Sometimes we hear or see the otherwise well behaved pet running at full speed through the brush and woods in pursuit of some of the wildlife, madly sticking its snout into a scent that will guide it to the instinctual prey. Domestic animals are usually ill-equipped to be in nature and so they are often surprised by dangers like snakes, belligerent wildlife, thorns or some other hazard. Some pets have been killed by the hazards.
But, all too often, they get lost.
Losing a dog in our natural areas is very common. In almost every case the owners will tell you their dog normally always stays close by. But dogs are easily tempted. It is not uncommon to hear an owner shouting out the name of their best friend over and over as the sun seeks the horizon. The next day a poster appears on the kiosk. The requirement by the city, the strong suggestion by SMGA, to have your dog always on a leash is not just to keep them from terrorizing children and wildlife, but to protect them from the hazards and keep them from losing their way.
I came upon a small dog marching down Dante. It politely passed me as if either leading its master who was too slow to keep up or trying to catch up. I never a saw an owner pass, but I was not about to interfere. It came past me again aiming for Grandma’s Oak only this time it would not go any farther than a line of sight on me, waiting until I caught up then moving again.
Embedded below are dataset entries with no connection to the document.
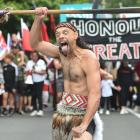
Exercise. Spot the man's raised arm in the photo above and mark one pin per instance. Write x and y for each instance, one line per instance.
(36, 35)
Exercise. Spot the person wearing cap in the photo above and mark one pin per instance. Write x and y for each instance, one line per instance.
(80, 101)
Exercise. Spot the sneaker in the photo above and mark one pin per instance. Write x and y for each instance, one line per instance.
(40, 113)
(11, 112)
(107, 112)
(123, 111)
(21, 112)
(101, 111)
(34, 113)
(136, 109)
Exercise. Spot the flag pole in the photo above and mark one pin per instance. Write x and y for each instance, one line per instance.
(89, 11)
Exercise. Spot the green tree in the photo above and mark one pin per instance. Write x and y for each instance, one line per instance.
(13, 25)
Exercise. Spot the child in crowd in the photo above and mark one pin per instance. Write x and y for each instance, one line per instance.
(9, 78)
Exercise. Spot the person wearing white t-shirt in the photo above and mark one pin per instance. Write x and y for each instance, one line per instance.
(38, 77)
(106, 91)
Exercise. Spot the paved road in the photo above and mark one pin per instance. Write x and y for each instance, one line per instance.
(116, 127)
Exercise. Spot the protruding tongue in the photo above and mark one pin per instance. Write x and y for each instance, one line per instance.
(64, 49)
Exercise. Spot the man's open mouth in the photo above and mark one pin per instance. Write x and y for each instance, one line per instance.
(64, 48)
(64, 44)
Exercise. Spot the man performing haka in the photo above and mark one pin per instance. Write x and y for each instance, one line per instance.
(73, 119)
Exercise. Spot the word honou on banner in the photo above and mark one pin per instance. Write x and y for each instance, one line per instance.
(111, 39)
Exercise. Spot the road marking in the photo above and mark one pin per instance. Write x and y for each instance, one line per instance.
(133, 112)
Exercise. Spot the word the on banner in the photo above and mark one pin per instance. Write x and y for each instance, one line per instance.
(111, 39)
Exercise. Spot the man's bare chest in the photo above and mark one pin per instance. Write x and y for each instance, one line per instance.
(72, 70)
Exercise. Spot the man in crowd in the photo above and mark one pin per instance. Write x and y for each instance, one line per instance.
(80, 100)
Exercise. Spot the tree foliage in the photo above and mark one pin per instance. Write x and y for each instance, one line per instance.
(13, 25)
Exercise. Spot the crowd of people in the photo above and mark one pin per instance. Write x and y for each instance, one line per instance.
(123, 90)
(22, 85)
(27, 81)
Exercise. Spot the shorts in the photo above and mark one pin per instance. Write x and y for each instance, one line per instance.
(9, 88)
(60, 85)
(20, 86)
(28, 90)
(91, 127)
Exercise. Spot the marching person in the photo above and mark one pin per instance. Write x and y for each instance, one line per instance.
(80, 101)
(38, 75)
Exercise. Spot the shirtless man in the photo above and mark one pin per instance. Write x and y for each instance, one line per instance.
(74, 117)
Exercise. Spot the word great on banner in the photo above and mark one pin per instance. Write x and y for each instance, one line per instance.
(111, 39)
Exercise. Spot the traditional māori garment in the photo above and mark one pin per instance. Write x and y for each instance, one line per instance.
(70, 113)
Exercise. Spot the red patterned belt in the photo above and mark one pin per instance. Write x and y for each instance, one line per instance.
(74, 100)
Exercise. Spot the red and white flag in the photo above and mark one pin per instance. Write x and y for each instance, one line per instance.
(3, 46)
(45, 36)
(25, 36)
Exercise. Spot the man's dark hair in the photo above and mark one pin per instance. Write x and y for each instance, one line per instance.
(81, 43)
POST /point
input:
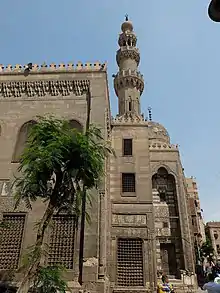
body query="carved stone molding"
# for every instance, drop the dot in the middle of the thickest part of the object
(131, 118)
(125, 37)
(129, 78)
(129, 220)
(163, 147)
(108, 124)
(41, 88)
(70, 67)
(128, 53)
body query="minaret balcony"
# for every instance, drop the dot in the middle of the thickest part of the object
(128, 52)
(129, 79)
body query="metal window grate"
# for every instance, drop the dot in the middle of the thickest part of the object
(10, 240)
(127, 147)
(62, 241)
(130, 262)
(128, 182)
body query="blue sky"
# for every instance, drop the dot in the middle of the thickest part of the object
(180, 61)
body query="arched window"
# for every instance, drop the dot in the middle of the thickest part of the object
(21, 140)
(75, 124)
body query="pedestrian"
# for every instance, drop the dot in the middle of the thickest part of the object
(166, 286)
(211, 286)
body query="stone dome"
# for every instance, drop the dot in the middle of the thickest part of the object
(157, 133)
(127, 26)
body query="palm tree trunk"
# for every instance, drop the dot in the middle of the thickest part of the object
(83, 209)
(31, 270)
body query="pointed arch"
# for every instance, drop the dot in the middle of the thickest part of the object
(76, 124)
(21, 140)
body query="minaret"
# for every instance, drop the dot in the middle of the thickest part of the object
(128, 82)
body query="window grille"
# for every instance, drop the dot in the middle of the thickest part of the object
(11, 234)
(130, 262)
(128, 182)
(62, 241)
(127, 147)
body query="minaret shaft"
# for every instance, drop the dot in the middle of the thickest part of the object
(128, 82)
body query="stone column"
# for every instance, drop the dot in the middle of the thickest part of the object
(102, 231)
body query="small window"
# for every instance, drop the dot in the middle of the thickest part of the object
(162, 197)
(128, 182)
(127, 147)
(165, 225)
(130, 269)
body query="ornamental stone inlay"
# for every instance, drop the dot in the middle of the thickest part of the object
(132, 220)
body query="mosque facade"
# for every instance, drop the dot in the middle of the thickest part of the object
(140, 224)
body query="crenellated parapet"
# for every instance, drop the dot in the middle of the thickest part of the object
(163, 147)
(36, 68)
(128, 52)
(129, 118)
(41, 88)
(129, 78)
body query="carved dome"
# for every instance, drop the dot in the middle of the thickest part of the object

Clearly it was lost and looking for its master. I tried to get it to come and exchange salutations and share some water but it would have none of that. It eventually turned right on Paraiso, I was going straight on Dante. Eventually I heard the sing song of an owner calling for Penny. I facilitated the reuniting. The owner was a bit embarrassed. Penny was pleased to be thrown over the owner’s shoulder. Penny’s master assured me she always stays close, but it looks like a leash will be needed from now on. A close call.
Please keep your dog, big or small, on leash, whether you are a regular visitor or occasional, whether you are a runner or a slow hiker, on a short walk or long. Take water for your friend and yourself and know how to find your way in and out of our magnificent Nature.
Picking up after your pet? That’s another story…t.o.d.